Overall, the encouraging safety profile and early efficacy signals of EMB-02 supports its further development. Given the limited sample size, hetereogeneous tumor types and heavily pre-treated patients in this study, further research is need to decipher the optimal subpopulations who could benefit from this strategy. ESCC emerges as a potential direction for development for EMB-02, either as monotherapy or in combination with other agents. Meanwhile second line or third line cutaneous melanoma post CPI treatment is a possible direction as well. Additionally, future well-designed studies may address the challenges of determining the additional role of LAG-3 targeting to PD-1 inhibition in specific disease settings, and the comparative effectiveness of bispecific antibody versus combined monoclonal antibodies.

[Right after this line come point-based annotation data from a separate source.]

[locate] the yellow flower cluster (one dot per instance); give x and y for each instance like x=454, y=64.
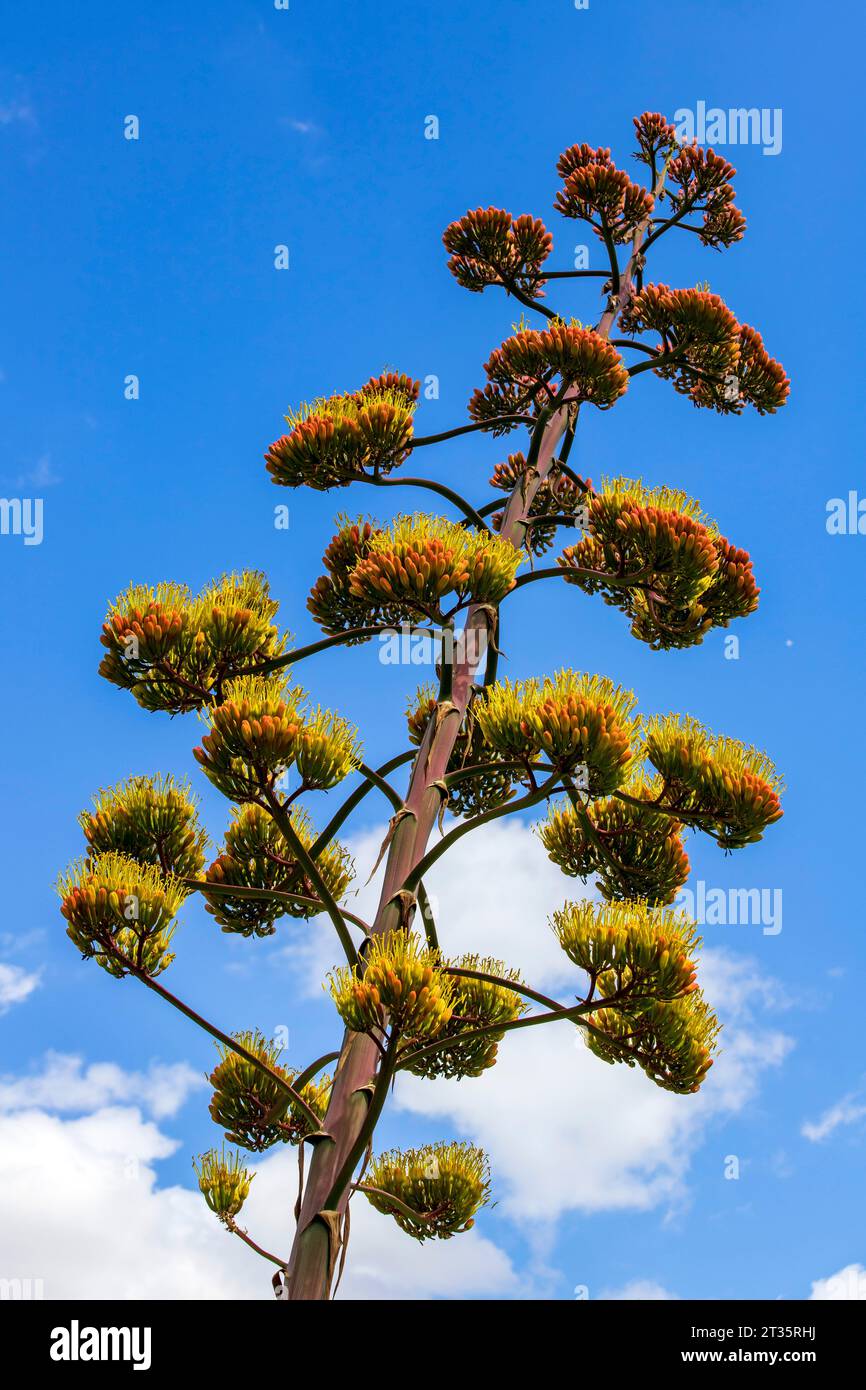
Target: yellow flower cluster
x=438, y=1187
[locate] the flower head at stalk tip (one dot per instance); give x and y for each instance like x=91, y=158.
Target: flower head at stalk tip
x=488, y=246
x=729, y=790
x=534, y=366
x=420, y=560
x=655, y=556
x=256, y=855
x=672, y=1041
x=572, y=719
x=245, y=1097
x=478, y=1004
x=170, y=647
x=121, y=912
x=402, y=986
x=645, y=951
x=224, y=1182
x=153, y=820
x=442, y=1186
x=645, y=844
x=335, y=439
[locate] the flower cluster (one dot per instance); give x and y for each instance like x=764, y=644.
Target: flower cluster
x=699, y=182
x=637, y=951
x=488, y=246
x=599, y=193
x=715, y=783
x=224, y=1182
x=170, y=647
x=652, y=553
x=437, y=1190
x=672, y=1041
x=556, y=496
x=712, y=359
x=252, y=1107
x=478, y=1004
x=759, y=381
x=573, y=719
x=474, y=791
x=620, y=843
x=150, y=819
x=260, y=730
x=121, y=912
x=419, y=560
x=256, y=855
x=331, y=601
x=534, y=367
x=339, y=438
x=401, y=984
x=656, y=138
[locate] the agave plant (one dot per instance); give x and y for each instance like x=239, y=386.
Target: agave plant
x=622, y=787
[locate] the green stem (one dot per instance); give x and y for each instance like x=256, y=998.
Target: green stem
x=374, y=1109
x=231, y=1044
x=469, y=512
x=292, y=838
x=277, y=894
x=371, y=779
x=494, y=813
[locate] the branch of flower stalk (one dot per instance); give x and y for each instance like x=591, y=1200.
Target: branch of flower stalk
x=517, y=986
x=469, y=512
x=510, y=288
x=277, y=894
x=688, y=818
x=420, y=441
x=612, y=256
x=364, y=1134
x=427, y=918
x=631, y=342
x=662, y=359
x=628, y=581
x=395, y=1201
x=574, y=274
x=371, y=779
x=289, y=834
x=313, y=1069
x=230, y=1043
x=494, y=813
x=242, y=1235
x=481, y=769
x=577, y=801
x=302, y=652
x=672, y=221
x=563, y=1014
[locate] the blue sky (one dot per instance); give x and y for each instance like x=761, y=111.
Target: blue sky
x=156, y=257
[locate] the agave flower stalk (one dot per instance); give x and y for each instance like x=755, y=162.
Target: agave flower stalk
x=620, y=788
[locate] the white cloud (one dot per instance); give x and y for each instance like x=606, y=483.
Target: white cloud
x=66, y=1084
x=640, y=1290
x=15, y=984
x=847, y=1111
x=41, y=476
x=85, y=1214
x=537, y=1112
x=17, y=113
x=850, y=1283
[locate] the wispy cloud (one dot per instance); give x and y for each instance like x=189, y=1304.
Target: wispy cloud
x=300, y=127
x=17, y=113
x=41, y=476
x=848, y=1111
x=15, y=986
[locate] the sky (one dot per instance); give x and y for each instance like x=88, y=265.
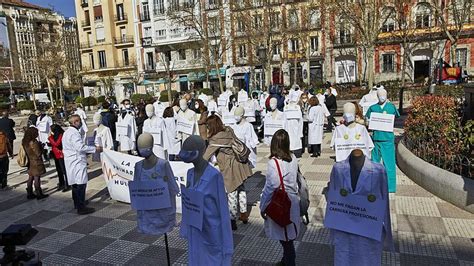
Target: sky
x=65, y=7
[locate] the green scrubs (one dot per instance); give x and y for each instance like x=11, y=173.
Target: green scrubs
x=384, y=143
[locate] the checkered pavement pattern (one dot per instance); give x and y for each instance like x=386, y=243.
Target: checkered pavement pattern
x=426, y=229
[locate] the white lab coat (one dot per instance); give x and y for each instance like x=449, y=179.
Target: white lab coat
x=154, y=126
x=354, y=132
x=127, y=142
x=80, y=112
x=170, y=142
x=295, y=126
x=75, y=156
x=289, y=171
x=276, y=115
x=44, y=128
x=316, y=125
x=244, y=131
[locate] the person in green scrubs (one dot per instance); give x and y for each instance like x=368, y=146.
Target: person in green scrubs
x=384, y=142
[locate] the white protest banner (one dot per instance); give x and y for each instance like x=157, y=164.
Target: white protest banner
x=149, y=195
x=355, y=214
x=118, y=169
x=293, y=113
x=381, y=122
x=271, y=126
x=344, y=147
x=193, y=207
x=185, y=126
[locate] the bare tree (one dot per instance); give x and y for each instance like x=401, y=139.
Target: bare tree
x=209, y=29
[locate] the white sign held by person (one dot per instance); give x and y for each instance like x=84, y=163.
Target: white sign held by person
x=118, y=168
x=381, y=122
x=271, y=126
x=185, y=126
x=344, y=147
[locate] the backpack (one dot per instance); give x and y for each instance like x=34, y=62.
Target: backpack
x=303, y=193
x=22, y=159
x=3, y=144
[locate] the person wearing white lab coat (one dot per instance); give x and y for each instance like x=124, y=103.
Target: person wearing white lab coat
x=80, y=112
x=282, y=158
x=316, y=126
x=126, y=128
x=75, y=159
x=171, y=143
x=154, y=126
x=294, y=124
x=273, y=115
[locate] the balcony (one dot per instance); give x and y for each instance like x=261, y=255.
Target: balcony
x=124, y=40
x=145, y=16
x=147, y=41
x=121, y=18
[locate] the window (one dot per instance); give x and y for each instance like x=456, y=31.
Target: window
x=102, y=59
x=461, y=57
x=91, y=61
x=100, y=35
x=126, y=60
x=388, y=63
x=182, y=54
x=242, y=51
x=423, y=16
x=314, y=43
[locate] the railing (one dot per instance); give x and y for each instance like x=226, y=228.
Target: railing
x=121, y=17
x=458, y=164
x=123, y=40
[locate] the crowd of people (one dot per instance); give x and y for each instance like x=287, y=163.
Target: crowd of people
x=232, y=125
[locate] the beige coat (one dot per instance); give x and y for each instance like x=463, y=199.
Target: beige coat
x=234, y=172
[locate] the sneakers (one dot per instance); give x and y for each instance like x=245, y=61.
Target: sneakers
x=85, y=210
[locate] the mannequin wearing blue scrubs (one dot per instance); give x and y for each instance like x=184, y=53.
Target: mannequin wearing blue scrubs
x=213, y=245
x=384, y=142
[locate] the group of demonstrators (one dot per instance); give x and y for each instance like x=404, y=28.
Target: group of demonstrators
x=219, y=137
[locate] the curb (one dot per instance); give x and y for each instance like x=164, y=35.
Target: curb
x=444, y=184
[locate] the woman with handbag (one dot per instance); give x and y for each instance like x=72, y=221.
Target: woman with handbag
x=279, y=204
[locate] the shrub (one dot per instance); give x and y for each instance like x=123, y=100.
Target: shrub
x=135, y=98
x=433, y=131
x=25, y=105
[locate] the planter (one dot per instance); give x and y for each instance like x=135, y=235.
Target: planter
x=444, y=184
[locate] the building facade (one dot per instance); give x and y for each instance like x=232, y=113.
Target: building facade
x=107, y=47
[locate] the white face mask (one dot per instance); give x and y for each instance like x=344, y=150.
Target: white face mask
x=349, y=117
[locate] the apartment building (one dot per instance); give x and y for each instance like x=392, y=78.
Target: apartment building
x=24, y=30
x=107, y=47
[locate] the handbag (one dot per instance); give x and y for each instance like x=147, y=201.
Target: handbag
x=279, y=207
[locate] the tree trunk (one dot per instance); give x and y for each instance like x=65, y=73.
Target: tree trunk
x=370, y=66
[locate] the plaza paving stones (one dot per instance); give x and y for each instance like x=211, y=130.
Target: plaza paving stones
x=426, y=229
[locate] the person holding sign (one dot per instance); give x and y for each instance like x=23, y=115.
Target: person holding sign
x=316, y=126
x=205, y=223
x=156, y=212
x=350, y=135
x=273, y=121
x=384, y=140
x=358, y=212
x=126, y=128
x=154, y=126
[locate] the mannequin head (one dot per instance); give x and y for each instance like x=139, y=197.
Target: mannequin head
x=349, y=112
x=183, y=104
x=150, y=110
x=239, y=114
x=97, y=119
x=382, y=95
x=193, y=149
x=145, y=145
x=273, y=104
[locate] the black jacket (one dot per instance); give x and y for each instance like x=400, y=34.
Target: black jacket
x=8, y=126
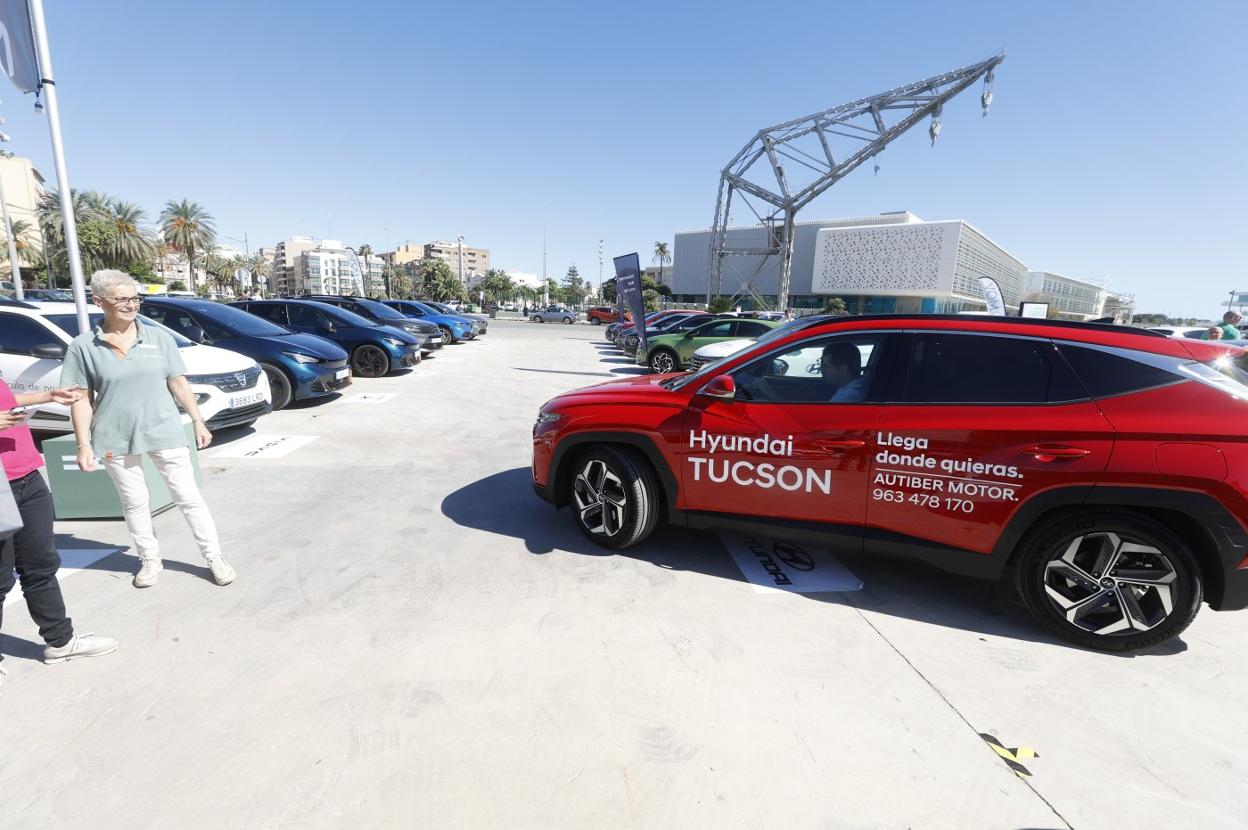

In conclusion, EMB-02 demonstrated a favorable safety profile and showed early efficacy signals in patients with advanced solid tumors. A higher clinical benefit rate was observed in CPI naïve patients, compared to those CPI-treated patients, although 2 out of 2 CPI-treated cutaneous melanoma patients showed durable clinical benefit in this study. This work preliminarily demonstrated the value of EMB-02 in advanced solid tumors, warranting its further development.